Breast Neuroendocrine Cancer

What is breast neuroendocrine cancer?

Breast neuroendocrine cancer is a rare subtype of breast cancer that develops from neuroendocrine cells. These cells are found throughout the body and function like both nerve cells and endocrine cells, helping send and receive signals while also secreting hormones and peptides needed for normal body function.
Although it is classified as a breast cancer, it is biologically distinct. It accounts for a very small proportion of all breast cancers, estimated at around 0.1% to 5% of cases.

Like other breast cancers, it can vary significantly in behaviour. Some tumours are slow-growing and well differentiated, while others are more aggressive, poorly differentiated and fast-growing.

Because it is so rare, treatment is often based on standard breast cancer guidelines, with additional consideration of its neuroendocrine features.

Key characteristics of breast neuroendocrine cancer

Breast neuroendocrine cancer has several defining features that influence how it is diagnosed and treated.

Hormone receptor status

Some tumours may have the following hormone receptor characteristics:

  • Oestrogen receptor (ER) positive
  • Progesterone receptor (PR) positive
  • HER2 negative

This means some patients are eligible for hormone (endocrine) therapy.

Neuroendocrine markers

Diagnosis depends on identifying specific markers in tumour cells, including:

  • Chromogranin A
  • Synaptophysin

These markers confirm neuroendocrine differentiation and distinguish this cancer from standard breast cancers.

Age and demographics

  • Most commonly diagnosed in women in their 60s or 70s
  • Can occur in younger women and, rarely, in men

Primary vs secondary disease

It is important to confirm whether the tumour:

  • Originated in the breast (primary), or
  • Spread to the breast from another organ (secondary metastasis)

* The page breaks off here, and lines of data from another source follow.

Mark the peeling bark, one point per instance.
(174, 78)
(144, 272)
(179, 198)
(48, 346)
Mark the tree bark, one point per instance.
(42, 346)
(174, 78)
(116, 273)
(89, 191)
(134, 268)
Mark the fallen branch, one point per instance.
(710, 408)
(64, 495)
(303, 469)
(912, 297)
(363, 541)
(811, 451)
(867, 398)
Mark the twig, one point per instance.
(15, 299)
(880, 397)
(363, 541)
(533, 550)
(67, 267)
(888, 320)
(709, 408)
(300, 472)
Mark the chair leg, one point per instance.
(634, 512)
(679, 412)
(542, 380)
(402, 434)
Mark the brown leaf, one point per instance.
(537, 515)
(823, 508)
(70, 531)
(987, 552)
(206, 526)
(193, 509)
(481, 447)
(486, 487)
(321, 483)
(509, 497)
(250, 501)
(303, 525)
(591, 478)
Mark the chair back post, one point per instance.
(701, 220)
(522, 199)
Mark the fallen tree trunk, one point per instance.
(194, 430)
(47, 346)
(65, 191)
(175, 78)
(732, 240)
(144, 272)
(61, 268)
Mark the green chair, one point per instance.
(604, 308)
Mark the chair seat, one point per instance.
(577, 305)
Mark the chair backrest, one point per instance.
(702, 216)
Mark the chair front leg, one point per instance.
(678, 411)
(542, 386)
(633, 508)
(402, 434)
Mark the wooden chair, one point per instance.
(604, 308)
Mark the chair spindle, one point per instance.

This distinction significantly impacts treatment decisions.

Types and classification

Breast neuroendocrine cancers are classified based on how the tumour cells look and behave.

Well-differentiated neuroendocrine tumours

  • Closely resemble normal cells
  • Usually slow-growing
  • Often have a better prognosis

Poorly differentiated neuroendocrine carcinomas

  • Include small cell and large cell types
  • Grow rapidly and behave aggressively
  • Require more intensive treatment

Invasive breast cancers with neuroendocrine features

Some standard breast cancers show partial neuroendocrine differentiation. These are treated more like typical breast cancers but still require careful evaluation.

Symptoms of breast neuroendocrine cancer

Symptoms are usually the same as other types of breast cancer.

Common signs include:

  • A new lump or thickening in the breast or underarm
  • Changes in breast size or shape
  • Skin dimpling or puckering
  • Nipple changes such as inversion or discharge

Less commonly, if the tumour produces hormones, symptoms may include:

  • Flushing
  • Diarrhoea

However, hormone-related symptoms are rare in breast neuroendocrine cancer compared to other neuroendocrine tumours.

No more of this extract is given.